No states were spared from the recession’s drag on tax collections, the Rockefeller report said. All states reported losses, but Alaska suffered the most overall compared with last year, while the fiscally ailing California actually fared better than many states.

Overall state tax revenues fell nearly 11%, to $119.7 billion from $134 billion, compared with the same quarter last year. The worst-hit region for overall revenue was the Southwest, which saw a 21.5% total decline. The Southeast fared best, with an 8.1% drop. For states, Alaska had a 52.4% decline in overall revenue, followed by Vermont at 31.6% and Oklahoma at 28.4%. New Hampshire reported a mere 1.3% dip.

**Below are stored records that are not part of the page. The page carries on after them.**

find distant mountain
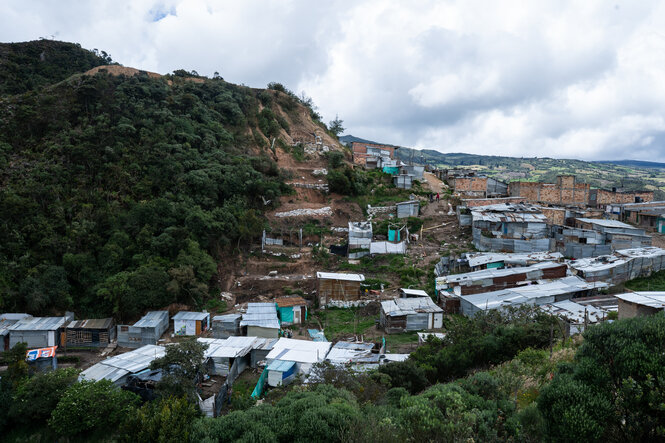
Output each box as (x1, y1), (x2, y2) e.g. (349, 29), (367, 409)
(594, 159), (665, 169)
(338, 134), (400, 148)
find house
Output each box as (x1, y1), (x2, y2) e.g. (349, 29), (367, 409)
(589, 188), (653, 209)
(399, 288), (430, 298)
(212, 314), (242, 339)
(64, 318), (116, 348)
(240, 303), (280, 338)
(436, 262), (568, 296)
(0, 314), (31, 351)
(458, 276), (607, 317)
(570, 247), (665, 286)
(380, 297), (444, 334)
(9, 315), (70, 349)
(351, 141), (399, 168)
(172, 311), (210, 336)
(79, 344), (166, 385)
(393, 174), (413, 189)
(275, 296), (307, 325)
(116, 311), (169, 348)
(265, 337), (332, 386)
(200, 336), (257, 376)
(541, 300), (607, 335)
(471, 204), (552, 253)
(614, 292), (665, 319)
(396, 200), (420, 219)
(326, 341), (382, 371)
(573, 218), (651, 249)
(400, 165), (425, 180)
(508, 175), (590, 206)
(316, 272), (365, 307)
(463, 251), (564, 271)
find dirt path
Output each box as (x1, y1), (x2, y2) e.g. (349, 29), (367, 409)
(422, 172), (446, 193)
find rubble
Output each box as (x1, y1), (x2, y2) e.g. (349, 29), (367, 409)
(275, 207), (333, 217)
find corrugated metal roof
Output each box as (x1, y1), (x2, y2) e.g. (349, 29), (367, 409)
(326, 342), (379, 364)
(66, 318), (114, 329)
(466, 251), (563, 268)
(275, 296), (306, 307)
(172, 311), (210, 321)
(0, 313), (31, 321)
(576, 218), (638, 229)
(316, 272), (365, 282)
(400, 288), (430, 297)
(614, 292), (665, 309)
(79, 345), (166, 383)
(9, 316), (67, 331)
(240, 304), (280, 329)
(471, 204), (548, 223)
(381, 297), (443, 316)
(266, 338), (331, 364)
(200, 336), (258, 358)
(266, 359), (296, 372)
(541, 300), (606, 323)
(212, 314), (242, 322)
(133, 311), (169, 328)
(439, 262), (565, 285)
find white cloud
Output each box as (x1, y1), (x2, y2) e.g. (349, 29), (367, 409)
(2, 0), (665, 160)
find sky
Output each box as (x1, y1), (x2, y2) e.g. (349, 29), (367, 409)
(2, 0), (665, 161)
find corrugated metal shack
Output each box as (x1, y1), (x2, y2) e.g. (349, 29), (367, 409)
(465, 251), (564, 270)
(436, 262), (568, 296)
(265, 337), (332, 386)
(199, 336), (257, 376)
(551, 226), (612, 259)
(348, 221), (372, 259)
(275, 296), (307, 325)
(212, 314), (241, 339)
(240, 303), (280, 338)
(471, 204), (553, 253)
(380, 297), (444, 334)
(541, 300), (607, 335)
(614, 292), (665, 319)
(396, 200), (420, 219)
(9, 316), (69, 349)
(172, 311), (210, 336)
(574, 218), (652, 249)
(399, 288), (430, 298)
(65, 318), (116, 348)
(250, 337), (279, 368)
(79, 344), (166, 385)
(117, 311), (169, 348)
(458, 276), (608, 317)
(326, 341), (381, 371)
(0, 314), (31, 351)
(393, 174), (413, 189)
(400, 165), (425, 180)
(316, 272), (365, 307)
(570, 247), (665, 285)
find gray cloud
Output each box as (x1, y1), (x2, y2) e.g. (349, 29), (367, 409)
(2, 0), (665, 161)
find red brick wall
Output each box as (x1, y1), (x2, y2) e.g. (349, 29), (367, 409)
(509, 176), (589, 205)
(596, 190), (654, 205)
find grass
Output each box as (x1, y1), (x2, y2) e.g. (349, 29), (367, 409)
(384, 332), (419, 352)
(313, 308), (377, 339)
(624, 269), (665, 291)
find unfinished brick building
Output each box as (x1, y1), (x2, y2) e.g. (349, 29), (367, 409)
(508, 175), (589, 206)
(351, 142), (398, 167)
(452, 176), (488, 198)
(589, 189), (654, 208)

Personal income tax made up nearly 40% of revenue that states did collect, the report said. Even so, those revenues fell 11.4%, representing $6.7 billion of lost revenue. Every state that reported personal income taxes saw a decline in that category, and 21 of them reported double-digit drops. Alabama and Indiana had the worst numbers for third-quarter personal income taxes, dropping 26.7% and 20.3%, respectively.

Corporate income tax was the hardest-hit revenue category in the last quarter, with a 19.4% rate of decline. Nearly three-quarters of states said they had double-digit declines in corporate income tax collections.

Sales taxes fell by 8.2%, for a $3.8 billion loss over the same period last year. Seventeen states reported double-digit declines, although Massachusetts reported its sales tax collections grew 2.5% in the third quarter, mostly because of a sales tax increase, the report said.

“Past recessions were not as severe as this recession is,” said Lucy Dadayan, a Rockefeller analyst who authored the report together with analyst Donald J. Boyd. “We believe it’s going to be more than a year or two before we see some positive signs,” she said.

Dadayan added that context will be crucial in evaluating revenue changes two or three quarters from now. Although that is when states may begin to report positive changes in tax revenue flow, those modest improvements will initially pale by comparison to the many preceding months of revenue declines, she said.

Tax policy changes and external trends had a large effect on state revenues in the preliminary report.

Alaska’s revenues for the third quarter dropped more than 50% because of fluctuation in gasoline and oil prices last year compared with this year, and California’s relatively low rate of decline in tax revenue — 8.7% — is due to “temporary tax increases,” Dadayan said.

North Dakota had been the only state to report tax revenue growth during recent quarters, but it reported a 17.3% decline in the third quarter “mostly due to tax rate reductions in personal income and corporate income taxes and to several measures providing sales tax relief,” the report said.

But North Dakota was also the only state in the third quarter to report positive growth in employment, the report said.

Because states are facing such a prolonged period of distress, “further revenue shortfalls and more spending cuts are most likely on the way for many states,” the analysts said.